Terror a bordo: un policía anda suelto
El director de La huérfana vuelve a mostrar su pulso firme para el cine de género, esta vez con un agente de seguridad aérea en la cabina de un avión amenazado. El problema surge cuando los traumas del pasado empiezan a pesar más que la acción.

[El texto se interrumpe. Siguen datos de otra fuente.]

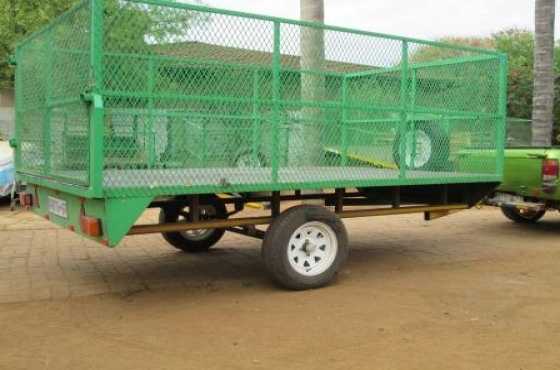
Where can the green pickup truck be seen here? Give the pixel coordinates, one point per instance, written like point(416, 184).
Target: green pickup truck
point(530, 186)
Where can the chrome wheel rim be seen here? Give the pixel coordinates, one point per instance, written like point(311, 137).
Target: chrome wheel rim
point(312, 248)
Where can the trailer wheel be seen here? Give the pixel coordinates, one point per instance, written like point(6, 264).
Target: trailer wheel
point(527, 217)
point(305, 247)
point(194, 241)
point(432, 147)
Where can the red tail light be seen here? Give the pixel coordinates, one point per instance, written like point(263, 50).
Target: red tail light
point(550, 170)
point(90, 225)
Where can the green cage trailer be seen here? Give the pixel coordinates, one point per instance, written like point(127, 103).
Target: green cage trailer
point(124, 105)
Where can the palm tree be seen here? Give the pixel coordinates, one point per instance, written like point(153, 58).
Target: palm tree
point(312, 45)
point(543, 94)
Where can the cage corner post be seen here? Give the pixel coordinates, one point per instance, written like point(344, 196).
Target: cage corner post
point(502, 113)
point(97, 109)
point(403, 127)
point(276, 101)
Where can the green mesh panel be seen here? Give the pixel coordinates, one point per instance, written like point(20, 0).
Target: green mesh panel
point(52, 120)
point(202, 100)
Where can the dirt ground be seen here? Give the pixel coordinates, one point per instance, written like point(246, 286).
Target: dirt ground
point(470, 291)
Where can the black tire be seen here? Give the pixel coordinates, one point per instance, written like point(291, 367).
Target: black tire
point(514, 214)
point(439, 147)
point(276, 245)
point(192, 244)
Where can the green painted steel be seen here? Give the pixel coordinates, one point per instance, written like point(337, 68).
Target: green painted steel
point(148, 98)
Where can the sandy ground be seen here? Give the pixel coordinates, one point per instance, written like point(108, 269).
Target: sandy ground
point(470, 291)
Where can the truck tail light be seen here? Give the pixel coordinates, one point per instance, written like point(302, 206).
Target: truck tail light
point(550, 171)
point(26, 200)
point(90, 226)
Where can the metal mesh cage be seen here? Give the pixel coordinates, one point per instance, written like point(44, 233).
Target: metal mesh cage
point(200, 100)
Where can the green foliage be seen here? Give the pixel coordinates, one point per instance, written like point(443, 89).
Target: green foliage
point(518, 45)
point(129, 25)
point(19, 18)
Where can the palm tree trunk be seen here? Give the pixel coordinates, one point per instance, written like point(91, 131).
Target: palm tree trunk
point(543, 94)
point(312, 44)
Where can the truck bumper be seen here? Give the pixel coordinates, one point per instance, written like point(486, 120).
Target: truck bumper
point(104, 220)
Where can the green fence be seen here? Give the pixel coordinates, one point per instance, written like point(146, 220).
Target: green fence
point(122, 98)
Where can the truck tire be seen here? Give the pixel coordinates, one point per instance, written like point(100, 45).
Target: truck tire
point(514, 214)
point(305, 247)
point(432, 143)
point(194, 241)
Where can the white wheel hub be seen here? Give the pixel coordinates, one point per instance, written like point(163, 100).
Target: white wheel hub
point(206, 212)
point(312, 248)
point(418, 148)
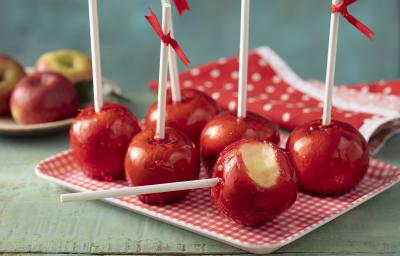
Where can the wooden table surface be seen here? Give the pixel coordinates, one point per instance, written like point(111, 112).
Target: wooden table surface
point(33, 221)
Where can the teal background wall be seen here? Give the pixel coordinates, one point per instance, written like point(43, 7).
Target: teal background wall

Non-Stop: Sin escalas tiene a un actor con las espaldas lo suficientemente anchas para bancarse un protagónico como Liam Neeson, quizá la sorpresa más grata del cine de acción en los últimos cinco años, rodeado aquí por un grupo de secundarios que, con plena conciencia de su condición, devuelven todas y cada una de sus paredes. Hay, también, un director con oficio y gran capacidad para naturalizar esas incoherencias propias de este tipo de películas (la señal de celular, en este caso), confiar en la potencia visual de la acción física y hacer de un avión aquello que verdaderamente es: un espacio claustrofóbico y opresivo, un mecanismo de relojería que no admite fallas. Todos elementos que a priori configurarían un muy buen thriller, pero que en este caso hacen uno que apenas aprueba raspando. ¿Por qué? Porque hay dos películas al precio de una, y la segunda borra con el codo todo lo anterior, minimizando el goce de una tensión generada con las herramientas más nobles del cine (movimientos de cámara, montaje, actuaciones convincentes) mediante la irrupción de ese virus que aqueja a nueve de cada diez películas de Hollywood, que es la justificación.

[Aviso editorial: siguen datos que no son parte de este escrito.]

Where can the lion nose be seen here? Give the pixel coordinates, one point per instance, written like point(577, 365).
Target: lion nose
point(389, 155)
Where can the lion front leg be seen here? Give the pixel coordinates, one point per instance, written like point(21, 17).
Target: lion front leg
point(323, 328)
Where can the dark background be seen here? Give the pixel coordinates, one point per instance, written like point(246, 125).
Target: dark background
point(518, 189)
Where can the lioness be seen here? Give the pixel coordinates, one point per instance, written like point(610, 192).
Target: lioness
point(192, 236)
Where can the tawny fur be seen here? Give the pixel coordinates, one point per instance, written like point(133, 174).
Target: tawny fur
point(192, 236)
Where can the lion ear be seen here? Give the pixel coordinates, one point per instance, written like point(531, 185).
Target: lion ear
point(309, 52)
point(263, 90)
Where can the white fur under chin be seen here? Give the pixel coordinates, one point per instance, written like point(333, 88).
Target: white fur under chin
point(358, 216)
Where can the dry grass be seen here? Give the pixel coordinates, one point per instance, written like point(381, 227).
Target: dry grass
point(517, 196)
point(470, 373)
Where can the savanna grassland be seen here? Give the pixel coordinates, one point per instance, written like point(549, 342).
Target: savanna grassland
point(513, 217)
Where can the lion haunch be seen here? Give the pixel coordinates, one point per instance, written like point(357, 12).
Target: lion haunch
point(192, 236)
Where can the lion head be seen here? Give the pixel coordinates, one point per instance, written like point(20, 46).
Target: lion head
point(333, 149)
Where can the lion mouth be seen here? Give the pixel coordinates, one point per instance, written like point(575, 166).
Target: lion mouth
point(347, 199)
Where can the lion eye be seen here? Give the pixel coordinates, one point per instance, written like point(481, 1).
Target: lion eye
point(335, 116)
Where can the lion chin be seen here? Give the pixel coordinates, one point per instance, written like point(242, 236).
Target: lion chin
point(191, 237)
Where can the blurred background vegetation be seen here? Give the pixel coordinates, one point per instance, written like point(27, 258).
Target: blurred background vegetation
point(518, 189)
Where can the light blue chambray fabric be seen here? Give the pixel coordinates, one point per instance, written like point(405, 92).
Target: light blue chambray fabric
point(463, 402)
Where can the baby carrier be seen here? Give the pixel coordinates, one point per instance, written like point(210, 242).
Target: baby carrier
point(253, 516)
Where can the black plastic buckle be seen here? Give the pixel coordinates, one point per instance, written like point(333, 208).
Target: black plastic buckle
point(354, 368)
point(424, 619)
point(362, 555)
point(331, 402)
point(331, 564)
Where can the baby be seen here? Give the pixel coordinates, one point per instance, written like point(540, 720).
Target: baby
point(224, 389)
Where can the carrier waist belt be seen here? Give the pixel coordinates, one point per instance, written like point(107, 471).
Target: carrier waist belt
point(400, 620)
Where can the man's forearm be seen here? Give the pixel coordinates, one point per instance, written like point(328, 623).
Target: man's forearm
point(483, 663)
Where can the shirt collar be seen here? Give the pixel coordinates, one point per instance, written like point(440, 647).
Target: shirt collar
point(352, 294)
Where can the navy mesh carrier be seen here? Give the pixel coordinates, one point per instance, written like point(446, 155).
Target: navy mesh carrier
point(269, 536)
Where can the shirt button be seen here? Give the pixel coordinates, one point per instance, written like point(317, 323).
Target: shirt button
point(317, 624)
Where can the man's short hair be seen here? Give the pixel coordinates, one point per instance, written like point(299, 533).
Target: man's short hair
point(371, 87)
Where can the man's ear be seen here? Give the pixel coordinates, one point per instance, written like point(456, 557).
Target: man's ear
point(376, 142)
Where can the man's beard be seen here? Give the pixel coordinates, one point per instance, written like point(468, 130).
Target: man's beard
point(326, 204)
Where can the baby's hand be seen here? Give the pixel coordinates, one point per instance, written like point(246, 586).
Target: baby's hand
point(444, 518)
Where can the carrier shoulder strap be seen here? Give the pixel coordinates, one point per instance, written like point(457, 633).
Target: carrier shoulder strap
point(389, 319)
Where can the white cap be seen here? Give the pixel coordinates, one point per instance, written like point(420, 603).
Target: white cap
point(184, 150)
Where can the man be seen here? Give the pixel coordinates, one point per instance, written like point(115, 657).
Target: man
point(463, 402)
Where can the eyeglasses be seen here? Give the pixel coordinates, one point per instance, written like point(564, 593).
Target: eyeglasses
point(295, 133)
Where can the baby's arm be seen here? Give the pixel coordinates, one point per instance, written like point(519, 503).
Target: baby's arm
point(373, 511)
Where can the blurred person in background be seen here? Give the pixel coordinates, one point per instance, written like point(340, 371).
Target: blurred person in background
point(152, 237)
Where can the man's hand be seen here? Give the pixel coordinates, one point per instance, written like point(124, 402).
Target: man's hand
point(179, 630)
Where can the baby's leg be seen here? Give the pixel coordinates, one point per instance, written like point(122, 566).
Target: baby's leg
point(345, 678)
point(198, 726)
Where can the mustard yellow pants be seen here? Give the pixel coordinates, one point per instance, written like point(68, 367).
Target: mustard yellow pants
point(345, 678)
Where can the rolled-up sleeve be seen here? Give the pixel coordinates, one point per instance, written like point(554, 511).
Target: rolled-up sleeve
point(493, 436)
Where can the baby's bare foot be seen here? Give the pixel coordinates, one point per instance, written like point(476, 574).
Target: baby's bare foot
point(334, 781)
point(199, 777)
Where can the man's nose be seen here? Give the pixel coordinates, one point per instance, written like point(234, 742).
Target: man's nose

Jaume Collet-Serra (el mismo de la notable La huérfana) conoce el potencial del film y decide explotarlo con una progresión digna del cine clásico. Clasicismo al que también podría pertenecer Bill Marks (Neeson), cuyo bagaje emocional y alcoholismo lo convierten en una figura de film-noir. La consecuencia de sus penas y vicios fue la degradación laboral de policía a agente de seguridad en vuelos internacionales. En uno de esos servicios, un mensajito de texto anónimo le anuncia las malas nuevas: cada veinte minutos morirá un pasajero hasta que no depositen 150 palos verdes. ¿Volver al aeropuerto? Imposible: el pájaro metálico está sobre el Atlántico y a diez kilómetros de altura. Para colmo, abajo nadie está muy dispuesto a creerle, sobre todo después de validar que la cuenta bancaria está a nombre de... Bill. La solución está, entonces, en buscar al potencial asesino. Búsqueda en la que vale todo. Incluso ultrajar azarosamente a cualquier pasajero y sospechar de todo aquel que se anime a exhibir su celular.

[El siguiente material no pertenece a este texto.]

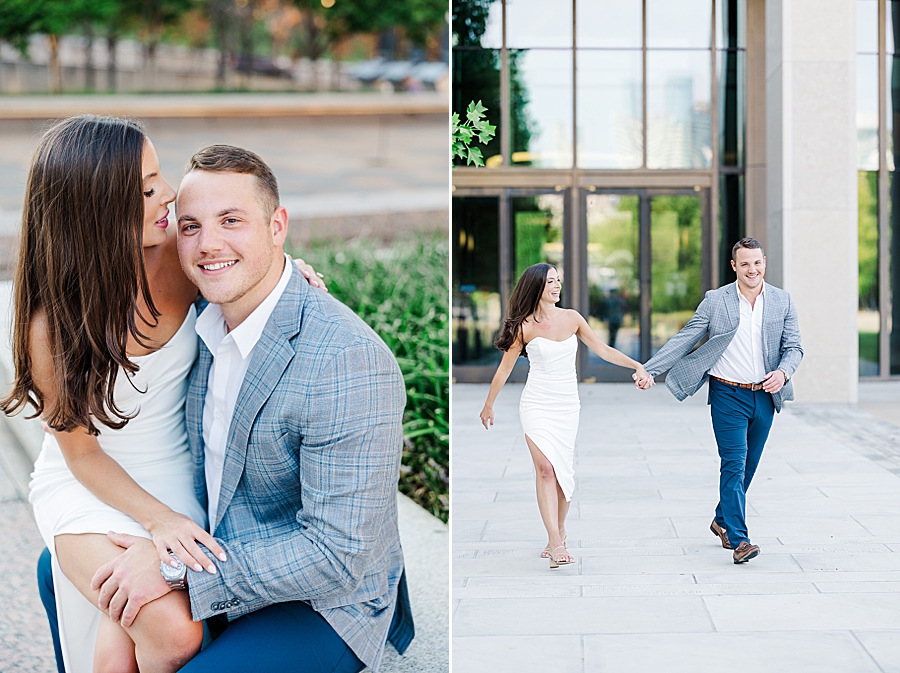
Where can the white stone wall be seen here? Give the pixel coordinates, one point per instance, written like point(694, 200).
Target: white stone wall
point(811, 186)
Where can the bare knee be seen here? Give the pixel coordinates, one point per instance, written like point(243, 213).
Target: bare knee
point(165, 634)
point(114, 662)
point(545, 472)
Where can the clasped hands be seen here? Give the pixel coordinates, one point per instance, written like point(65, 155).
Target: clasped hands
point(642, 379)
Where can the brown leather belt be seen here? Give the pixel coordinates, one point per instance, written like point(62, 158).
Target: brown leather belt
point(751, 386)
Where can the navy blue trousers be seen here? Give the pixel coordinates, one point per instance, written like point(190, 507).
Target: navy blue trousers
point(741, 420)
point(281, 637)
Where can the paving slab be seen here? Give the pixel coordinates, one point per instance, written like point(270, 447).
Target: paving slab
point(836, 652)
point(651, 588)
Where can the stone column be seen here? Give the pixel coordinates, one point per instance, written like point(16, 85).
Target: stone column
point(811, 185)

El maltrato está amparado en el procedimiento de una institución policial regida por una doctrina cocinada al calor de la paranoia post 11 de septiembre. Collet-Serra conoce las coordenadas del paradigma del terrorismo ubicuo, pero jamás recarga las tintas sobre ellas. Por el contrario, elige exhibirlas desde sus consecuencias prácticas y cotidianas (la violencia como primer recurso) y no desde la ideología parlamentada. Hasta que, vaya uno a saber por qué, en la última media hora el director y sus guionistas cambian de idea. La solidez y claridad conceptual del film se empantanan cuando lo subrepticio emerge con la forma de elemento motivacional. Porque aquí nadie puede actuar de una determinada forma porque sí. Y sucede que Bill no se debe sólo a su oficio y formación, sino que el guión le suma uno de esos traumas familiares que tanto le gustan a Hollywood. Incluso los mismos pasajeros que sufrieron su prepotencia durante una hora y pico lo entenderán. Su compañera de asiento (Julianne Moore) devendrá de compinche a sospechosa en un segundo y volverá a su condición inicial después de confesar otro pasado tormentoso. Ni hablar de lo que queda para el desenlace. Pero eso ya es otra historia... y otra película.